Re: [PATCH v2 20/20] powerpc/mm: Add speculative page fault

From: Laurent Dufour
Date: Tue Aug 29 2017 - 11:14:52 EST


On 21/08/2017 08:58, Anshuman Khandual wrote:
> On 08/18/2017 03:35 AM, Laurent Dufour wrote:
>> This patch enable the speculative page fault on the PowerPC
>> architecture.
>>
>> This will try a speculative page fault without holding the mmap_sem,
>> if it returns with WM_FAULT_RETRY, the mmap_sem is acquired and the
>
> s/WM_FAULT_RETRY/VM_FAULT_RETRY/

Good catch ;)

>> traditional page fault processing is done.
>>
>> Support is only provide for BOOK3S_64 currently because:
>> - require CONFIG_PPC_STD_MMU because checks done in
>> set_access_flags_filter()
>
> What checks are done in set_access_flags_filter() ? We are just
> adding the code block in do_page_fault().

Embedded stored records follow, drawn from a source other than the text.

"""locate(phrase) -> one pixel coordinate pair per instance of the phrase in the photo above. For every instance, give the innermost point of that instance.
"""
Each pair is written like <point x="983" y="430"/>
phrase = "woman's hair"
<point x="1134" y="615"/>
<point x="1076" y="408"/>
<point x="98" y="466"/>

set_access_flags_filter() is checking for vm_flags & VM_EXEC which may be
changed in our back, leading to a spurious WARN displayed.
This being said, I focused on the BOOK3S as this meaningful for large
system, and I didn't get time to check for embedded systems.

>
>> - require BOOK3S because we can't support for book3e_hugetlb_preload()
>> called by update_mmu_cache()
>>
>> Signed-off-by: Laurent Dufour <ldufour@xxxxxxxxxxxxxxxxxx>
>> ---
>> arch/powerpc/include/asm/book3s/64/pgtable.h | 5 +++++
>> arch/powerpc/mm/fault.c | 30 +++++++++++++++++++++++++++-
>> 2 files changed, 34 insertions(+), 1 deletion(-)
>>
>> diff --git a/arch/powerpc/include/asm/book3s/64/pgtable.h b/arch/powerpc/include/asm/book3s/64/pgtable.h
>> index 818a58fc3f4f..897f8b9f67e6 100644
>> --- a/arch/powerpc/include/asm/book3s/64/pgtable.h
>> +++ b/arch/powerpc/include/asm/book3s/64/pgtable.h
>> @@ -313,6 +313,11 @@ extern unsigned long pci_io_base;
>> /* Advertise support for _PAGE_SPECIAL */
>> #define __HAVE_ARCH_PTE_SPECIAL
>>
>> +/* Advertise that we call the Speculative Page Fault handler */
>> +#if defined(CONFIG_PPC_BOOK3S_64)
>> +#define __HAVE_ARCH_CALL_SPF
>> +#endif
>> +
>> #ifndef __ASSEMBLY__
>>
>> /*
>> diff --git a/arch/powerpc/mm/fault.c b/arch/powerpc/mm/fault.c
>> index 4c422632047b..7b3cc4c30eab 100644
>> --- a/arch/powerpc/mm/fault.c
>> +++ b/arch/powerpc/mm/fault.c
>> @@ -291,9 +291,36 @@ int do_page_fault(struct pt_regs *regs, unsigned long address,
>> if (is_write && is_user)
>> store_update_sp = store_updates_sp(regs);
>>
>> - if (is_user)
>> + if (is_user) {
>> flags |= FAULT_FLAG_USER;
>>
>> +#if defined(__HAVE_ARCH_CALL_SPF)
>> + /* let's try a speculative page fault without grabbing the
>> + * mmap_sem.
>> + */
>> +
>> + /*
>> + * flags is set later based on the VMA's flags, for the common
>> + * speculative service, we need some flags to be set.
>> + */
>> + if (is_write)
>> + flags |= FAULT_FLAG_WRITE;
>> +
>> + fault = handle_speculative_fault(mm, address, flags);
>> + if (!(fault & VM_FAULT_RETRY || fault & VM_FAULT_ERROR)) {
>> + perf_sw_event(PERF_COUNT_SW_SPF_DONE, 1,
>> + regs, address);
>> + goto done;
>
> Why we should retry with classical page fault on VM_FAULT_ERROR ?
> We should always return VM_FAULT_RETRY in case there is a clear
> collision some where which requires retry with classical method
> and return VM_FAULT_ERROR in cases where we know that it cannot
> be retried and fail for good. Should not handle_speculative_fault()
> be changed to accommodate this ?

There is no need to change handle_speculative_fault(), it should return
VM_FAULT_RETRY when a retry is required. If VM_FAULT_ERROR is return, we
should be able to jump to the block dealing with VM_FAULT_ERROR and calling
vm_fault_error().


>
>> + }
>> +
>> + /*
>> + * Resetting flags since the following code assumes
>> + * FAULT_FLAG_WRITE is not set.
>> + */
>> + flags &= ~FAULT_FLAG_WRITE;
>> +#endif /* defined(__HAVE_ARCH_CALL_SPF) */
>
> Setting and resetting of FAULT_FLAG_WRITE seems confusing. Why you
> say that some flags need to be set for handle_speculative_fault()
> function. Could you elaborate on this ?

FAULT_FLAG_WRITE is required to handle write access. In the case we retry
with the classical path, the flag is reset and will be set later if
!is_exec and is_write.